The UN officials tracking the overflow spillways at the Lagdo Dam say flood water since September killed at least 100 persons and has forced nearly 40,000 more people from their homes in parts of Northeast Nigeria.
Last month, Cameroonian authorities released overflow spillways at Lagdo Dam to ease the pressure on the dam from the rising reservoir.
The water from the reservoir emptied into the Benue river, forcing flooding downriver, officials from the UN’s International Organisation for Migration (IOM) said.
Floods from months of heavy downpours in the region had already displaced many people. About 39,500 not already in IDP camps, have been displaced by the floods, the IOM in Nigeria said in a statement.
The statement adds that more than 15,000 people who were already Internally Displaced Persons (IDPs) in Northeast Nigeria “are in immediate need of shelter and food due to floods which destroyed their camps.”
Public Information Officer for IOM, Stylia Kampani explained that the situation has caused his organisation to commence the provision of “emergency shelter and other assistance to some of the tens of thousands affected by the ongoing deadly flooding in the region.”
Quoting IOM’s Displacement Tracking Matrix, (DTM), Kampani read out that at least 120 people in Bauchi State, Northeast Nigeria, had “died or were injured due to extreme weather conditions between 1st and 12th Sept.”
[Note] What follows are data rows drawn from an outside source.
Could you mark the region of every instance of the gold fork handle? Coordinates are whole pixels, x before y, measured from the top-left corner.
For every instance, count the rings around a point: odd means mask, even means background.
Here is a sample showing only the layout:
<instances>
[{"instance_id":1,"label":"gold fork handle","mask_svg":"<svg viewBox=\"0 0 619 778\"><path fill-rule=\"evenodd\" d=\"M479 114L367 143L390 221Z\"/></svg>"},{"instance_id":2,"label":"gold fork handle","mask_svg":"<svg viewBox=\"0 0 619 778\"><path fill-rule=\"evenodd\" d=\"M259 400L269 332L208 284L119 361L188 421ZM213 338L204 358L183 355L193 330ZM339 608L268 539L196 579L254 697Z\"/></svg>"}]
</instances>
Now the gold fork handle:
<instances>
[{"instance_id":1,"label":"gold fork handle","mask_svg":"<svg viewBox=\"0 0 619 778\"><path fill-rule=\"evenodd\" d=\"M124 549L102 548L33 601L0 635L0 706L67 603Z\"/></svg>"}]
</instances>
“Heavy rainfall and strong winds have caused serious damage to shelters and infrastructure in camps and other sites for IDPs since the onset of Nigeria’s rainy season in June,” the information officer said.
“IOM is providing relief items including blankets, kitchen sets, mattresses and floor mats, and will also provide emergency shelter to more than 1,500 internally displaced persons. However, funding remains a major challenge to scaling up the response,” the communique reads.
This year’s unprecedented flooding in most parts of crisis-ridden northeast Nigeria has led to serious food shortages, especially in lowlands and flood-prone communities where the overflow washed over supply routes, bridges and farmlands.
“Due to the extent and nature of the floods, if adequate actions are not taken now, the well-being of IDPs will be gravely impacted,” IOM Acting Chief of Mission in Nigeria, Prestige Murima, was quoted to have said.
Records indicate that Cameroon and Nigeria were supposed to build two dams at inception, such that the Nigerian dam, known as Dasin Hausa dam which was to be in Adamawa State, would contain water released from the Lagdo Dam at any point in time.